# Hikaru Game Analysis

Dependencies and functions for transforming the pgn data into pandas DataFrames

In [None]:
import chess.pgn as ch
import pandas as pd
import io
import re

def extract_game_data(game, game_id):
    """Extracts metadata and move data (with times) for a single PGN game."""
    # --- Metadata ---
    metadata_df = pd.DataFrame([dict(game.headers)])
    metadata_df["Game_ID"] = game_id
    metadata_df.set_index("Game_ID", inplace=True)

    # --- Move extraction ---
    move_data = []
    node = game
    move_num = 1
    white_move = None
    white_time = None
    black_move = None
    black_time = None

    clk_pattern = re.compile(r"\[%clk ([0-9:.\-]+)\]")

    while node.variations:
        next_node = node.variation(0)
        move_san = next_node.san()
        comment = next_node.comment

        clk_match = clk_pattern.search(comment)
        clk_time = clk_match.group(1) if clk_match else None

        if node.board().turn:  # White to move
            white_move = move_san
            white_time = clk_time
        else:
            black_move = move_san
            black_time = clk_time
            move_data.append({
                "move_number": move_num,
                "white_move": white_move,
                "white_time": white_time,
                "black_move": black_move,
                "black_time": black_time
            })
            move_num += 1

        node = next_node

    # --- Moves DataFrame ---
    if move_data:
        moves_df = pd.DataFrame(move_data)
        moves_df.set_index("move_number", inplace=True)
    else:
        # Empty DataFrame if no moves
        moves_df = pd.DataFrame(columns=["white_move", "white_time", "black_move", "black_time"])
        moves_df.index.name = "move_number"

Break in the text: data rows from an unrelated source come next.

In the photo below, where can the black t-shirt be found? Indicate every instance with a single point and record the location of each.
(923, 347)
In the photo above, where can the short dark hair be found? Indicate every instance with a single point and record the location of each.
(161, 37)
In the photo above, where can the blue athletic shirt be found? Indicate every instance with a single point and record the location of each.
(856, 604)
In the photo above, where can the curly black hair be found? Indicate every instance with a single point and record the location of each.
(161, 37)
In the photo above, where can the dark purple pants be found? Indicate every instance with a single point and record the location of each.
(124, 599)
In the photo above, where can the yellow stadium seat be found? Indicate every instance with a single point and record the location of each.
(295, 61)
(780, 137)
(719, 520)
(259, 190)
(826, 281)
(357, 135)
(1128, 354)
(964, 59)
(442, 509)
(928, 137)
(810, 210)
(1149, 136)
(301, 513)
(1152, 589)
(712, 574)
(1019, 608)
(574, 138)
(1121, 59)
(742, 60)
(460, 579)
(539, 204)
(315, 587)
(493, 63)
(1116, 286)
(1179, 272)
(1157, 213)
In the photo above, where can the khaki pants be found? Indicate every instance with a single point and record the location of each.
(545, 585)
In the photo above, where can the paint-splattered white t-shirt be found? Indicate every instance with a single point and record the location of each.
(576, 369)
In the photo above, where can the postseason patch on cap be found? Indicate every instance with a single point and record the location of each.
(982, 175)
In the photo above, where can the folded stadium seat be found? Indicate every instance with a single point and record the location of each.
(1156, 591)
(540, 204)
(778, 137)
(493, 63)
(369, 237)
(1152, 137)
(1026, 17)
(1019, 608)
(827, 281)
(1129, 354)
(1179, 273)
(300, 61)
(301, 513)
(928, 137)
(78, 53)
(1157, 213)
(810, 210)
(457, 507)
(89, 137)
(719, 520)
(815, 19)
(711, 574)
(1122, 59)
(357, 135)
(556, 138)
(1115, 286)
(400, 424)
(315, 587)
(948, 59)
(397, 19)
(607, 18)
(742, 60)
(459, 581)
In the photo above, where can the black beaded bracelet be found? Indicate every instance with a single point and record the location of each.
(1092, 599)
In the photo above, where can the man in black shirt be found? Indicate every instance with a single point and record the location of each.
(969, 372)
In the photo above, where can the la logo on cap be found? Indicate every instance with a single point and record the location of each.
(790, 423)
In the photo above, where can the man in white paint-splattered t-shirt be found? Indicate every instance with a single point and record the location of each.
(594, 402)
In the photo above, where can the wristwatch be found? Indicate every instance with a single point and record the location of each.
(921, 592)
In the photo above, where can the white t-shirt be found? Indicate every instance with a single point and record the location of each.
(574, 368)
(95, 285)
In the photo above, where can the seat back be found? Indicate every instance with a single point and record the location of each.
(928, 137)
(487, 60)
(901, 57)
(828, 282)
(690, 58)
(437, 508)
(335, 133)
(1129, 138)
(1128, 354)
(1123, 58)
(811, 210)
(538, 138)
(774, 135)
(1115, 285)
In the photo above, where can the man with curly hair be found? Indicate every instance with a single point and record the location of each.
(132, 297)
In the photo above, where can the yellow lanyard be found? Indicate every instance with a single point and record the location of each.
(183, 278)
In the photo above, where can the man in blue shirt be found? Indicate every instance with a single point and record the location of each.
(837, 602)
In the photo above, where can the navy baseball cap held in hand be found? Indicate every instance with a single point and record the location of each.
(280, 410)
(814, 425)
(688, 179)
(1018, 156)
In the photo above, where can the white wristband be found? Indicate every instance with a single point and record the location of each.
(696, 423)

    return metadata_df, moves_df


def extract_all_games(pgn_path):
    """Reads a PGN file, extracts metadata and move data for all games."""
    all_metadata = []
    moves_dict = {}
    game_id = 1

    with open(pgn_path) as pgn:
        while True:
            game = ch.read_game(pgn)
            if game is None:
                break  # End of file

            metadata_df, moves_df = extract_game_data(game, game_id)

            # Only include games with at least one move
            if not moves_df.empty:
                all_metadata.append(metadata_df)
                moves_dict[game_id] = moves_df
                game_id += 1

    # Combine all metadata DataFrames
    if all_metadata:
        metadata_df = pd.concat(all_metadata)
    else:
        metadata_df = pd.DataFrame()

    return metadata_df, moves_dict

Data extraction from GM Hikaru's chess.com game history

In [None]:
# Path to your PGN file
pgn_path = "GMHikaruOnTwitch.pgn"

# Extract all games
metadata_df, moves_dict = extract_all_games(pgn_path)

# --- Preview ---
print("=== METADATA (first 5 games) ===")
print(metadata_df.head())

print("\n=== MOVES for Game 1 (first 10 moves) ===")
print(moves_dict[1].head(10))

KeyError: "None of ['move_number'] are in the columns"